Eduarda Santos, 17 anos, capixaba, estudante
“Fui criada num ambiente que não me proporcionava interesse para solucionar as agressões físicas e psicológicas que sofria. Os apelidos e brincadeiras maldosas eram acontecimentos constantes. Na escola, ‘o meu falar’ era só para confirmar que estava presente, o meu olhar, quando não estava direcionado para baixo, era para o quadro. Brincadeiras, só em casa…Os professores não desenvolviam projetos visando à causa negra. Meus pais não tinham oportunidade de um diálogo mais aberto. Residi em um círculo do medo, onde me fechava para tudo o que vinha de fora dele. Não conseguia achar um meio em que pudesse ser vista e ver além daquilo que estava contido neste círculo.
Comecei a mudar e a construir minhas próprias ideias quando desenvolvi o meu intelecto. Decidi abrir a minha mente para o mundo e pude ter a percepção de que negros também podem, fazemos parte da história!
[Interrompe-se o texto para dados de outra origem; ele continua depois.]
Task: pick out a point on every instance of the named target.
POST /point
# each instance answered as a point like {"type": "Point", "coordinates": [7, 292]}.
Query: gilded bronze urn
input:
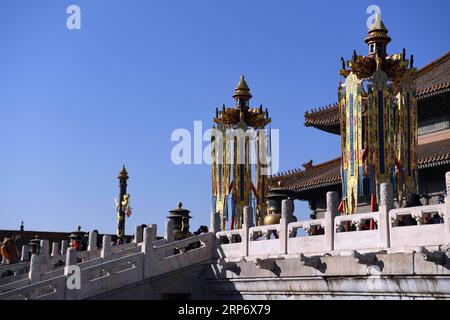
{"type": "Point", "coordinates": [180, 218]}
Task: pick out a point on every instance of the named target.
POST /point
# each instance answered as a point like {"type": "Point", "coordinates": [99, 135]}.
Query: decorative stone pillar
{"type": "Point", "coordinates": [447, 210]}
{"type": "Point", "coordinates": [138, 234]}
{"type": "Point", "coordinates": [92, 244]}
{"type": "Point", "coordinates": [330, 214]}
{"type": "Point", "coordinates": [55, 249]}
{"type": "Point", "coordinates": [44, 253]}
{"type": "Point", "coordinates": [64, 246]}
{"type": "Point", "coordinates": [215, 222]}
{"type": "Point", "coordinates": [25, 256]}
{"type": "Point", "coordinates": [287, 212]}
{"type": "Point", "coordinates": [386, 196]}
{"type": "Point", "coordinates": [168, 231]}
{"type": "Point", "coordinates": [71, 257]}
{"type": "Point", "coordinates": [154, 231]}
{"type": "Point", "coordinates": [35, 269]}
{"type": "Point", "coordinates": [386, 204]}
{"type": "Point", "coordinates": [106, 247]}
{"type": "Point", "coordinates": [147, 249]}
{"type": "Point", "coordinates": [248, 223]}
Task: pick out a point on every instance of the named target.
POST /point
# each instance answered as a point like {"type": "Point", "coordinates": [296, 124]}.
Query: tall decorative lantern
{"type": "Point", "coordinates": [240, 153]}
{"type": "Point", "coordinates": [377, 101]}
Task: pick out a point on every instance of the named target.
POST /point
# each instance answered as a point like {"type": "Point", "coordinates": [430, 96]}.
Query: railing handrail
{"type": "Point", "coordinates": [182, 243]}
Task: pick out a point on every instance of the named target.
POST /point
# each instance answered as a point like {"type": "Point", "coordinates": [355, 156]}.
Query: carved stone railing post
{"type": "Point", "coordinates": [92, 245]}
{"type": "Point", "coordinates": [154, 231]}
{"type": "Point", "coordinates": [25, 255]}
{"type": "Point", "coordinates": [168, 231]}
{"type": "Point", "coordinates": [386, 204]}
{"type": "Point", "coordinates": [55, 249]}
{"type": "Point", "coordinates": [330, 214]}
{"type": "Point", "coordinates": [287, 209]}
{"type": "Point", "coordinates": [138, 234]}
{"type": "Point", "coordinates": [215, 222]}
{"type": "Point", "coordinates": [147, 249]}
{"type": "Point", "coordinates": [44, 253]}
{"type": "Point", "coordinates": [248, 223]}
{"type": "Point", "coordinates": [71, 258]}
{"type": "Point", "coordinates": [64, 246]}
{"type": "Point", "coordinates": [35, 269]}
{"type": "Point", "coordinates": [106, 247]}
{"type": "Point", "coordinates": [447, 210]}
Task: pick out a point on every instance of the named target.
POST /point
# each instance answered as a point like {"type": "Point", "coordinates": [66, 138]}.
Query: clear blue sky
{"type": "Point", "coordinates": [76, 105]}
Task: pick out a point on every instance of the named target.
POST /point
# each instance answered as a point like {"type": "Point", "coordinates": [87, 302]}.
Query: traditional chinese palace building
{"type": "Point", "coordinates": [431, 158]}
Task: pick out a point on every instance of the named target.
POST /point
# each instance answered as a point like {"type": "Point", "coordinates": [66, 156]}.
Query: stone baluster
{"type": "Point", "coordinates": [64, 246]}
{"type": "Point", "coordinates": [25, 255]}
{"type": "Point", "coordinates": [447, 210]}
{"type": "Point", "coordinates": [248, 223]}
{"type": "Point", "coordinates": [287, 210]}
{"type": "Point", "coordinates": [138, 234]}
{"type": "Point", "coordinates": [44, 253]}
{"type": "Point", "coordinates": [71, 257]}
{"type": "Point", "coordinates": [35, 269]}
{"type": "Point", "coordinates": [106, 247]}
{"type": "Point", "coordinates": [330, 214]}
{"type": "Point", "coordinates": [386, 204]}
{"type": "Point", "coordinates": [92, 245]}
{"type": "Point", "coordinates": [154, 231]}
{"type": "Point", "coordinates": [215, 222]}
{"type": "Point", "coordinates": [69, 269]}
{"type": "Point", "coordinates": [55, 249]}
{"type": "Point", "coordinates": [168, 231]}
{"type": "Point", "coordinates": [148, 250]}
Ser uma mulher negra é saber valer as conquistas, é acreditar e lutar em prol da igualdade, é agregar valores de conduta em nossas ações, exaltar a beleza do intelecto e não somente a física.
É ocupar lugares de destaque, mostrando ao mundo que não somos somente carnaval, somos mulheres executivas, empresárias e negras, acima de tudo orgulhosas e conscientes do “amor e da autoafirmação de sermos pretas.”